We'll likely also need to edit the bits/c++config.h header to set _GLIBCXX_HOSTED and _GLIBCXX_HAVE_TLS to 0, since we're building for a freestanding environment and there's no thread-local storage support unless we implement it.
Note that this can be a bit restrictive. For thread safety, exception support relies on thread-local variables (e.g., each thread is supposed to have an object of type
__cxa_eh_globals to hold thrown exceptions). If there are no thread-local variables, then the library falls back on a global static buffer. This is fine so long as we are dealing with just one thread, but if there are multiple threads and any of them can throw exceptions, then things might get messed up. If we set _GLIBCXX_HAVE_TLS to 1, then the library will still compile. However, in that case we will have to set up the thread-local storage correctly at runtime (which has a standard, architecture-dependent handling for ELF binaries).
And the fun doesn't stop there. In case we do add TLS support, any thread-local variable with a non-trivial destructor will need that destructor called when the thread exits. The compiler handles this by registering thread-local destructors with
__cxa_thread_atexit. In our freestanding world, the library implementation falls back on a single-threaded implementation, which can only lead to wonderful things once there are multiple threads. A possible way to deal with this might be to define _GLIBCXX_HAVE___CXA_THREAD_ATEXIT_IMPL as 1 in bits/c++config.h, and provide our own implementation of
__cxa_thread_atexit_impl (see atexit_thread.cc for reference). Or we can just avoid having non-trivial destructors for thread-locals.
There is an additional potential concern around exceptions. The ABI functions to allocate/deallocate memory when an exception is thrown (
__cxa_allocate_exception and
__cxa_deallocate_exception) use malloc/free by default. But if malloc fails, the allocation falls back on an emergency static global buffer, and access to this buffer is protected via a mutex. In our freestanding setup, the mutex implementation is trivial, so the buffer access is unprotected. So, in the event that malloc fails and multiple threads are throwing exceptions, there is a race condition. But, of course, malloc would never fail...

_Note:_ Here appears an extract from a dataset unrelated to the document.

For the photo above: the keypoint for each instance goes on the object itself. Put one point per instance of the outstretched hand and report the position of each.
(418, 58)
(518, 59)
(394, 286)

There is also another thing to be aware of. Local static variables are initialized the first time the code is executed, and the C++ standard requires this to be thread-safe. The ABI handles this by putting guards around the initialization (
__cxa_guard_acquire and
__cxa_guard_release) to ensure that it happens only once. Since our freestanding build does not have thread support, it falls back on a single threaded implementation. So, once again, there's a potential issue there, but it's relatively straightforward to avoid (either don't use local statics or ensure that the initialization runs before multiple threads are active).